D’altronde questa Corte, proprio a ribadire il carattere non vincolante della proposta del relatore ha altresì affermato che, in tema di ricusazione nell’ambito del procedimento di cassazione ex art. 380-bis c.p.c., non ricorre l’obbligo di astensione di cui all’art. 51 c.p.c., n. 4, in capo al giudice relatore autore della proposta di cui al comma 1 della citata disposizione, in quanto detta proposta non riveste carattere decisorio, essendo destinata a fungere da prima interlocuzione fra il relatore e il presidente del collegio, senza che risulti in alcun modo menomata la possibilità per il collegio, all’esito del contraddittorio scritto con le parti e della discussione in camera di consiglio, di confermarla o modificarla (Cass. n. 7541/2019; Cass. n. 2720/2020; Cass. n. 27305/2021).

8. Infine, sotto lo specifico profilo della violazione del diritto di difesa e al giusto processo che i ricorrenti lamentano, giova ricordare come questa Corte, con la l’ordinanza n. 395/2017, abbia già statuito nel senso della manifesta infondatezza della questione di legittimità costituzionale dell’art. 380-bis c.p.c., nel testo attualmente vigente.

9. In definitiva, il carattere di impugnazione eccezionale della revocazione, prevista per i soli motivi tassativamente indicati nell’art. 395 c.p.c., comporta l’inammissibilità di ogni impugnazione non compresa in detta elencazione (Cass. sent. n. 9865/2014).

10. Le spese seguono la soccombenza e si liquidano come da dispositivo.

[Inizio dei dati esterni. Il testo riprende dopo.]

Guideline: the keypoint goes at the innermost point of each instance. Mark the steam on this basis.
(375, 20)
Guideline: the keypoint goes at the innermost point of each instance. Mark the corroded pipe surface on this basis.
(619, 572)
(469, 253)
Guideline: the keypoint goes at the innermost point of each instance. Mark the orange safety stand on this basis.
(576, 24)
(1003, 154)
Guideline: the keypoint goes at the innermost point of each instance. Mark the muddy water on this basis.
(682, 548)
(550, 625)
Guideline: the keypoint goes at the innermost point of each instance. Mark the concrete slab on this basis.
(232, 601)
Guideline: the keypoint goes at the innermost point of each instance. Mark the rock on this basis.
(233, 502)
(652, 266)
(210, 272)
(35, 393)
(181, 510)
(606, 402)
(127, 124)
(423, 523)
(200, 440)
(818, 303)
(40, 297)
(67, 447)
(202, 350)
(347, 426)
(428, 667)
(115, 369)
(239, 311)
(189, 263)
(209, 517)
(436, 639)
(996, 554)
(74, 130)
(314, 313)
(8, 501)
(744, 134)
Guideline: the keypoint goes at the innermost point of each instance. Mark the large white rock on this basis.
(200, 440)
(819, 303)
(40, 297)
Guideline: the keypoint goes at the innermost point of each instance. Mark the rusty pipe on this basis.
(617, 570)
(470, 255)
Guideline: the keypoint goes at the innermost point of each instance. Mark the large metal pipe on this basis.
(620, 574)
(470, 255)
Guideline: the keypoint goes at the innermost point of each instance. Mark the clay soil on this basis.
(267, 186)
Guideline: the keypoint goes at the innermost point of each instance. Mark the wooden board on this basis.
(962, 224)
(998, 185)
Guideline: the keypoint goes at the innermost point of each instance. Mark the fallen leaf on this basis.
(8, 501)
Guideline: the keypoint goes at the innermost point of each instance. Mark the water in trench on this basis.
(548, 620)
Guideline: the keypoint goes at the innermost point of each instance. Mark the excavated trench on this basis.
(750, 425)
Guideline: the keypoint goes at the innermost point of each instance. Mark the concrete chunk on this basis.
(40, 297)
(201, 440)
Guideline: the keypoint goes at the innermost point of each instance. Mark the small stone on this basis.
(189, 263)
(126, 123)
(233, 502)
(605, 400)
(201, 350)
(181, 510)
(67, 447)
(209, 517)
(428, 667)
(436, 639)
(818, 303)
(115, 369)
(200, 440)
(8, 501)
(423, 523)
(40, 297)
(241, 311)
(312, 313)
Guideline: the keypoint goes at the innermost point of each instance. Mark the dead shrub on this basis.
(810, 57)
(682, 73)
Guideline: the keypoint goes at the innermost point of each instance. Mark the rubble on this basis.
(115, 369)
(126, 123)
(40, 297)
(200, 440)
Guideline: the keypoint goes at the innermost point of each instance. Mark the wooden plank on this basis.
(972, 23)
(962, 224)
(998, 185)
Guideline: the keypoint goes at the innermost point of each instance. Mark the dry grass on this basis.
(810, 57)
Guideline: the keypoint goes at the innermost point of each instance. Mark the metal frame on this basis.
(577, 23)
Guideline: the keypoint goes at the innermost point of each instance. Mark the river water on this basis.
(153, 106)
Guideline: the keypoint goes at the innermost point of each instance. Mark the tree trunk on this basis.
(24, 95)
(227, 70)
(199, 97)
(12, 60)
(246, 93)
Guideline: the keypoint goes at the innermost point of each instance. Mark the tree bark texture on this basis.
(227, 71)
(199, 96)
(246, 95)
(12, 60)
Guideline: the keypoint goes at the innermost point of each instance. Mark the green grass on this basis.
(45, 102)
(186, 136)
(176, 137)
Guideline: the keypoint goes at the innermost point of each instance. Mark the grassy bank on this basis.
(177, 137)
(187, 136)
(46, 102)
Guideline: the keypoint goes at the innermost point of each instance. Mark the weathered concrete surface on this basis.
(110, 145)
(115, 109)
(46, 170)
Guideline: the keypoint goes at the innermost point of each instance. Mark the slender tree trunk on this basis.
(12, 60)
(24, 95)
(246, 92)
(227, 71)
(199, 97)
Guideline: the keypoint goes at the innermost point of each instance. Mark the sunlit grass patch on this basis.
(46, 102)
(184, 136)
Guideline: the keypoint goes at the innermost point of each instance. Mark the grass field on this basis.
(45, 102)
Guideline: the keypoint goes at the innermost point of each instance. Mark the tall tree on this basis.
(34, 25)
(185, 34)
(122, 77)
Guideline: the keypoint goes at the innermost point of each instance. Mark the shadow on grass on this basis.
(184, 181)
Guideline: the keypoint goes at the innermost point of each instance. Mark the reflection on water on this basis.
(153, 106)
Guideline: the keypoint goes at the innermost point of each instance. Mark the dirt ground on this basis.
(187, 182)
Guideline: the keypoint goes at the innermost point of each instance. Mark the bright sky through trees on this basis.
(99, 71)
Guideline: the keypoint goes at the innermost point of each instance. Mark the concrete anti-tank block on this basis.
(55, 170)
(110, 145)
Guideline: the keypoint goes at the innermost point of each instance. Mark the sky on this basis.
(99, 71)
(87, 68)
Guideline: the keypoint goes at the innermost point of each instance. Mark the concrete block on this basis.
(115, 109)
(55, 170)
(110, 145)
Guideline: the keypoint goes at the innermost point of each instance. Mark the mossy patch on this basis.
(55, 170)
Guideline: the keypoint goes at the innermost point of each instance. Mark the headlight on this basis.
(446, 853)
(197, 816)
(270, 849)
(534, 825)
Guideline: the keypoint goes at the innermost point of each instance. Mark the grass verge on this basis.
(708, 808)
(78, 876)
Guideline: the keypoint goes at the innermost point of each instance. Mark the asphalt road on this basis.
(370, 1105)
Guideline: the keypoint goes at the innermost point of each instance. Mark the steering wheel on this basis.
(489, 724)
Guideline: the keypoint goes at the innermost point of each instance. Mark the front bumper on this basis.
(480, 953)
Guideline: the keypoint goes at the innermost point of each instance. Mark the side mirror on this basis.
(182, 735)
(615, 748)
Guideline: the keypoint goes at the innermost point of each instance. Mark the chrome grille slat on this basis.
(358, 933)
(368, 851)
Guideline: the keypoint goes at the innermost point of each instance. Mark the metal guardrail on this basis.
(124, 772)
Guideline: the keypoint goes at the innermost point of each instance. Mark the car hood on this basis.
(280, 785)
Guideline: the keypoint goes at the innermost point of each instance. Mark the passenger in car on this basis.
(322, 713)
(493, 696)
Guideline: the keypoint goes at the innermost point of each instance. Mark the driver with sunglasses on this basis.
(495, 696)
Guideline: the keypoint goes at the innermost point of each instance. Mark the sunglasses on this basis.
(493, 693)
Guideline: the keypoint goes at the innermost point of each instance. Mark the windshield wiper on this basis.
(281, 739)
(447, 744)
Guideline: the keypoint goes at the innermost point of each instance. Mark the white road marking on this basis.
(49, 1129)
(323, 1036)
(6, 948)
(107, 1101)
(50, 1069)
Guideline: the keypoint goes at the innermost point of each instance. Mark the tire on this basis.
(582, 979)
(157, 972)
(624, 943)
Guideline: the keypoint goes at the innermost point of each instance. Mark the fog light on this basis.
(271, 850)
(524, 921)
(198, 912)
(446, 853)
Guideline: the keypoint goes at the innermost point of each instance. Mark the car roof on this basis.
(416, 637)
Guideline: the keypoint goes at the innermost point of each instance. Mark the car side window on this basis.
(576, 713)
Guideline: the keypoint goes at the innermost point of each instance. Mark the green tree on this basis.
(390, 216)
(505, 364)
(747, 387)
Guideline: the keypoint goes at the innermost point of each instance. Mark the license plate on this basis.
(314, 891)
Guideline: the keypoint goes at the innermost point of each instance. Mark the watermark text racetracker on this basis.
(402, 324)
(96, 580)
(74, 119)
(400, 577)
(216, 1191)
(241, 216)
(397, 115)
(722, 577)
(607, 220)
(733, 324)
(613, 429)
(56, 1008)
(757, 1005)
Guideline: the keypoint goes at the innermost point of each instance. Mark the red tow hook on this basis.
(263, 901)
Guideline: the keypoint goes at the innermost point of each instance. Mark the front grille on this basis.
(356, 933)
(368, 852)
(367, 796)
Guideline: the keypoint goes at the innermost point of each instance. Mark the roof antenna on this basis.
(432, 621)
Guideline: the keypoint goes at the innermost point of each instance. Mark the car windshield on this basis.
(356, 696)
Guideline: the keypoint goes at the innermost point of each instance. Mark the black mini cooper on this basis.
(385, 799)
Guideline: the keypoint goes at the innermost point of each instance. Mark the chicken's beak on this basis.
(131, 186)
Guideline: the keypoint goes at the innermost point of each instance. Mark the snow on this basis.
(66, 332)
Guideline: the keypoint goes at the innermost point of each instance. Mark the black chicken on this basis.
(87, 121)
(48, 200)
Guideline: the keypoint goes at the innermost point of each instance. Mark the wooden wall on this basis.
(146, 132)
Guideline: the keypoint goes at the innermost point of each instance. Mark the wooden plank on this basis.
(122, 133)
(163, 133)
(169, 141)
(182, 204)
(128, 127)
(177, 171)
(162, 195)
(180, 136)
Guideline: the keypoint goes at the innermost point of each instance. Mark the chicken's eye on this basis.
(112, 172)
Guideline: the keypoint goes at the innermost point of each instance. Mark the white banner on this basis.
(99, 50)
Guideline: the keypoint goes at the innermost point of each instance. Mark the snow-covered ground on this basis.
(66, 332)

11. Poiché il ricorso è dichiarato inammissibile, sussistono le condizioni per dare atto – ai sensi della L. 24 dicembre 2012, n. 228, art. 1, comma 17 (Disposizioni per la formazione del bilancio annuale e pluriennale dello Stato – Legge di stabilità 2013), che ha aggiunto il testo unico di cui al D.P.R. 30 maggio 2002, n. 115, art. 13, comma 1-quater – della sussistenza dei presupposti processuali dell’obbligo di versamento, da parte dei ricorrenti, di un ulteriore importo a titolo di contributo unificato pari a quello dovuto per la stessa impugnazione.

PQM

Dichiara il ricorso inammissibile e condanna i ricorrenti, in solido tra loro, al rimborso in favore dei controricorrenti delle spese del presente giudizio che liquida in complessivi Euro 3.700,00, di cui Euro 200,00 per esborsi, oltre spese generali, pari al 15% sui compensi, ed accessori di legge;

Ai sensi del D.P.R. n. 115 del 2002, art. 13, comma 1 quater, inserito dalla L. n. 228 del 2012, art. 1, comma 17, dichiara la sussistenza dei presupposti processuali per il versamento di un ulteriore importo a titolo di contributo unificato per il ricorso principale a norma dello stesso art. 13, comma 1 bis, se dovuto.

Così deciso in Roma, nella camera di consiglio, il 17 febbraio 2022.